Syndrome post-Covid Hôpital Foch

Syndrome post-Covid : un traitement sur mesure

27/06/2020 (MIS À JOUR À 07:37)Par Tara Schlegel

Reportage |Plusieurs semaines après leur guérison de la Covid-19, bien des patients se plaignent de symptômes persistants qui les obligent parfois à ne plus aller travailler. L’Hôpital Foch, à Suresnes, a créé une consultation « Réhab-Covid », qui propose un bilan personnalisé.

Une patiente mesure sa force de préhension grâce à un dynamomètre lors de cette consultation en banlieue parisienne.
Une patiente mesure sa force de préhension grâce à un dynamomètre lors de cette consultation en banlieue parisienne.• Crédits : Marine Volpi, ville de Suresnes

L’hôpital Foch de Suresnes a créé la première consultation post-Covid proposée en France. Baptisé « Réhab-Covid« , ce parcours de soin cherche à remettre sur pied les malades de la Covid-19 qui souffrent encore de symptômes très handicapants plusieurs semaines après leur guérison.  

Cette consultation a été imaginée par le docteur Nicolas Barizien, médecin du sport et médecin rééducateur. D’ordinaire, son service de réadaptation fonctionnelle accueille des patients atteints de cancers qui bénéficient d’une remise en forme avant leur traitement, ce qui leur permet de bien mieux récupérer ensuite. Depuis quelques semaines, l’équipe du Dr Barizien reçoit des malades qui ont développé une forme plutôt légère de la Covid-19 mais qui ont l’impression de ne pas en sortir. 

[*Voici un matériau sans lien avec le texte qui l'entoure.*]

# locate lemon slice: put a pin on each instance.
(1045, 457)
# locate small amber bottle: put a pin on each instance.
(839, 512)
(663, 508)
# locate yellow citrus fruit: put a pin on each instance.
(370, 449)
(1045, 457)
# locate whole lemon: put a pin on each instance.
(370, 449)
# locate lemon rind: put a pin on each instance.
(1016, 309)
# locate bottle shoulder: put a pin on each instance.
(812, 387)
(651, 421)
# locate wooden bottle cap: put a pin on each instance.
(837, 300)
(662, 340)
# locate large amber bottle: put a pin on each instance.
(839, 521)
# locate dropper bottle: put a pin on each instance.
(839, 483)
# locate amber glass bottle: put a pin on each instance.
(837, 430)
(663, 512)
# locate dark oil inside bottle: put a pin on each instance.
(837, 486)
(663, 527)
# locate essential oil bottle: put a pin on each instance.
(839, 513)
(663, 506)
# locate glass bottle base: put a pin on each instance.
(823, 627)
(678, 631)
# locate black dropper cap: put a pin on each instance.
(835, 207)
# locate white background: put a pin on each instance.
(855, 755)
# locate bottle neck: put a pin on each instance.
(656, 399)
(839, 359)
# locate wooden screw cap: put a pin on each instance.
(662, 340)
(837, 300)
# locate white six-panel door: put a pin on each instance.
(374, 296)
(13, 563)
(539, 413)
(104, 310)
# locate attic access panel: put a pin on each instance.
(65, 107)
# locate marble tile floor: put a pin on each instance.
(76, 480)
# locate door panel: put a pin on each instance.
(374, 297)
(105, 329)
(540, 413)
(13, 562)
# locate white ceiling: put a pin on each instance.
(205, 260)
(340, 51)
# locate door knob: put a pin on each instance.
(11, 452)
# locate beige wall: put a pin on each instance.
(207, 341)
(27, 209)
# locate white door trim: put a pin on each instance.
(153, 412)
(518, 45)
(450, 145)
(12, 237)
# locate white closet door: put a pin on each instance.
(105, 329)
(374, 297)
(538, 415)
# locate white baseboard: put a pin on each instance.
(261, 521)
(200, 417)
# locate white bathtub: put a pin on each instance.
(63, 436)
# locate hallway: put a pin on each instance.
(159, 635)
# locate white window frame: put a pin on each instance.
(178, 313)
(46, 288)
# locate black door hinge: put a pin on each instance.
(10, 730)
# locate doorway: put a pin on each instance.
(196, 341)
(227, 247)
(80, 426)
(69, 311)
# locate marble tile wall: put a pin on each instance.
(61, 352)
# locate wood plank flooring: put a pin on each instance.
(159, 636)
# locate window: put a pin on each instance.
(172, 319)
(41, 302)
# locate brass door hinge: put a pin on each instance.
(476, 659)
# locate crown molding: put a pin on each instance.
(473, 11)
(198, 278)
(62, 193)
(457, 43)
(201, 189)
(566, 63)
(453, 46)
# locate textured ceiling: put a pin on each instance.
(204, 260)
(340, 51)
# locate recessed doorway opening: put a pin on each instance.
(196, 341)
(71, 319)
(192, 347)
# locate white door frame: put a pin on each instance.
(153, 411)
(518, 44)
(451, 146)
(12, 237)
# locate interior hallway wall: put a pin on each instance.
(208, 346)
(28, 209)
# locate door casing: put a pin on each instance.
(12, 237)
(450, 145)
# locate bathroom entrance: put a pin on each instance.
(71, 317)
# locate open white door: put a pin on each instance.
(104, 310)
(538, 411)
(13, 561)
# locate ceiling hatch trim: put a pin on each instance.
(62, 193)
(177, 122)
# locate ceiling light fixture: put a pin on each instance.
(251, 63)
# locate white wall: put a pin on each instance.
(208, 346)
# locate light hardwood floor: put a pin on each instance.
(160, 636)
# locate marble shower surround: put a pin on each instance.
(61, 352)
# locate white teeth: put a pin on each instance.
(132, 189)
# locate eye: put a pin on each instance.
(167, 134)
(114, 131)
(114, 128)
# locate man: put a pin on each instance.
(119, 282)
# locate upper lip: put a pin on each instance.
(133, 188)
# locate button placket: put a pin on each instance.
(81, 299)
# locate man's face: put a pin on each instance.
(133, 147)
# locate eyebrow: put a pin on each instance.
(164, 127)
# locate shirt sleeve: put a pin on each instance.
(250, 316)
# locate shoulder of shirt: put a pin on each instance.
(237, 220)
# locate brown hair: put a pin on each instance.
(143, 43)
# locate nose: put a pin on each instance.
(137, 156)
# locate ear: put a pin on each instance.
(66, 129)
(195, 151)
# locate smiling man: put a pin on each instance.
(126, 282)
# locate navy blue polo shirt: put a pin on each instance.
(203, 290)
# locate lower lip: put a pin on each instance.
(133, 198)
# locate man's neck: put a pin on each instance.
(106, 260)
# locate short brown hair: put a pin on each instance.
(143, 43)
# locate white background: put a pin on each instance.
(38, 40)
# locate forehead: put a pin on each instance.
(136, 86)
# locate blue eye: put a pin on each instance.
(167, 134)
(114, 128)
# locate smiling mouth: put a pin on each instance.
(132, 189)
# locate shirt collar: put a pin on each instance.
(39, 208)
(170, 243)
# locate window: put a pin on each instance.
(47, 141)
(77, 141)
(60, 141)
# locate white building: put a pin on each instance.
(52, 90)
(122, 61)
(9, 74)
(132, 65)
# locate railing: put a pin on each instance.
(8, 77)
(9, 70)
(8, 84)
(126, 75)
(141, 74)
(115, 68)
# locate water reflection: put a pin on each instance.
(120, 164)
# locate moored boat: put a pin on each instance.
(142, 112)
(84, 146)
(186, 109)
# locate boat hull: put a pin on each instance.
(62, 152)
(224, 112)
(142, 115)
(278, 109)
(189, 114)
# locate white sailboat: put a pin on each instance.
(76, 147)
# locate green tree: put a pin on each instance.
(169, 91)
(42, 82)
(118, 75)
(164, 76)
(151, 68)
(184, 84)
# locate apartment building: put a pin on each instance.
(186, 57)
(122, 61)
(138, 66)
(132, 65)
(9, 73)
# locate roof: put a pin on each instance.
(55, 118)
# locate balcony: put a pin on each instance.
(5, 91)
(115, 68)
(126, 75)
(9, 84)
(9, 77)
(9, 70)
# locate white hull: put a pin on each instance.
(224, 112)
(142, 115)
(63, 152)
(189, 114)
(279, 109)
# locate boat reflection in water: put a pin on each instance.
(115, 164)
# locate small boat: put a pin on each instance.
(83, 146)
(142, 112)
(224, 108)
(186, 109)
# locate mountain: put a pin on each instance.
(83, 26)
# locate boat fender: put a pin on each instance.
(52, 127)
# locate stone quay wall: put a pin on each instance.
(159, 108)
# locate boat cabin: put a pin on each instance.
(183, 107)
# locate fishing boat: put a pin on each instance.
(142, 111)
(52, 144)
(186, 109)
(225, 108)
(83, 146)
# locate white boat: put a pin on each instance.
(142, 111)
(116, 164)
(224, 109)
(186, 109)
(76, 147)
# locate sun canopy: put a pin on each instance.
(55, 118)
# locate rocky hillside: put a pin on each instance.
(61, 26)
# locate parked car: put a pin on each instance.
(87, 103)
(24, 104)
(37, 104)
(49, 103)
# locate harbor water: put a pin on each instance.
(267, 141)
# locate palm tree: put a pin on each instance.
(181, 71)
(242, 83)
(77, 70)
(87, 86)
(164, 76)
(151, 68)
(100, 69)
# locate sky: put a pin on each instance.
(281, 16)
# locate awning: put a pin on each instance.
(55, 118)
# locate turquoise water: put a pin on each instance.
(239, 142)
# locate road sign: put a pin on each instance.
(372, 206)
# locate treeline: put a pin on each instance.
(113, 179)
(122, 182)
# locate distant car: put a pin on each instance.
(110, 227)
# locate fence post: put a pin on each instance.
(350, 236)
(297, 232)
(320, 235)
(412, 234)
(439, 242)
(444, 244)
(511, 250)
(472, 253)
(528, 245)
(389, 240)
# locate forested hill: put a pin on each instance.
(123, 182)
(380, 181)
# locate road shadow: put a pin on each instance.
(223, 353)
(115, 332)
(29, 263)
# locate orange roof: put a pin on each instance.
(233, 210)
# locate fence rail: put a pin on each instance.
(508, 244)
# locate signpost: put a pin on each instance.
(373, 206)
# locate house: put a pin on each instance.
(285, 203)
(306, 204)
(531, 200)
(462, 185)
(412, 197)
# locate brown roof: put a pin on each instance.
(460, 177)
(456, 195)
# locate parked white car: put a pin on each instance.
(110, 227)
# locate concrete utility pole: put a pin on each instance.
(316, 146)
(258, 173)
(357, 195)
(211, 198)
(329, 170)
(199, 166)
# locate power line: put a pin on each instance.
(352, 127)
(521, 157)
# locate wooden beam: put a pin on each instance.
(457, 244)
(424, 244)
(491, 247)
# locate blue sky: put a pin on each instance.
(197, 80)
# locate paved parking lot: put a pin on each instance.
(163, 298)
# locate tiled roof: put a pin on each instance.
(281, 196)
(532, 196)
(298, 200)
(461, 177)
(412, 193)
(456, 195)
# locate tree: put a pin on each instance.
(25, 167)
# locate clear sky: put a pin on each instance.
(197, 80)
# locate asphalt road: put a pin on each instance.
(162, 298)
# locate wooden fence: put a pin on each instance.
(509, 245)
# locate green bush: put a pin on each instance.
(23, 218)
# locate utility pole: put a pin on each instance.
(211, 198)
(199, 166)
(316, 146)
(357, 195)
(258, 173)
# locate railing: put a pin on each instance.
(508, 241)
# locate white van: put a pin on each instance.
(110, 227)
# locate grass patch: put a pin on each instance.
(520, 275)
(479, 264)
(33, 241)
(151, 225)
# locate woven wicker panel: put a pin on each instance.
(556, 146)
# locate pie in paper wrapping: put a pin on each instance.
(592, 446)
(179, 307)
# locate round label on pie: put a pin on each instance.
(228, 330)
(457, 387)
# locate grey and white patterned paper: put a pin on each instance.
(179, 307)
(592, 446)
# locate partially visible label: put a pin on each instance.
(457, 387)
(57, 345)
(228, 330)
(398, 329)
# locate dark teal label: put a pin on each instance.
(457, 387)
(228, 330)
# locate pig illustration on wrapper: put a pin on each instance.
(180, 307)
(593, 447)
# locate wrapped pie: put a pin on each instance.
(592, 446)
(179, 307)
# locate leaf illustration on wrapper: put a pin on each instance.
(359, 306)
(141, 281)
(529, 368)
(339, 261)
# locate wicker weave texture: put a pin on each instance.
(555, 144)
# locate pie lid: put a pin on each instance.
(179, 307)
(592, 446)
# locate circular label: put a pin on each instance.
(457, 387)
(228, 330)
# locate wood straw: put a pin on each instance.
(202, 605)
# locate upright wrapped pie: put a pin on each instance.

Des patients plutôt jeunes 

« Notre consultation s’intéresse aux patients plutôt jeunes, actifs, qui présentent une résurgence de leurs symptômes, à distance de leur épisode aigu de la Covid », explique le chef du service de l’unité de réadaptation fonctionnelle de l’hôpital Foch. Il sourit derrière sa visière transparente et s’excuse : il n’a pas encore eu le temps de déjeuner, les patients du matin même ont pris un peu de retard. Normalement, il faut une demi-journée pour boucler tous les diagnostics, mais parfois cela se prolonge un peu. Le Dr Barizien mangera donc sur le pouce, avec son équipe, avant de retourner à ses patients, non sans avoir détaillé très précisément les différentes étapes du parcours qu’il a imaginé pour ces malades. 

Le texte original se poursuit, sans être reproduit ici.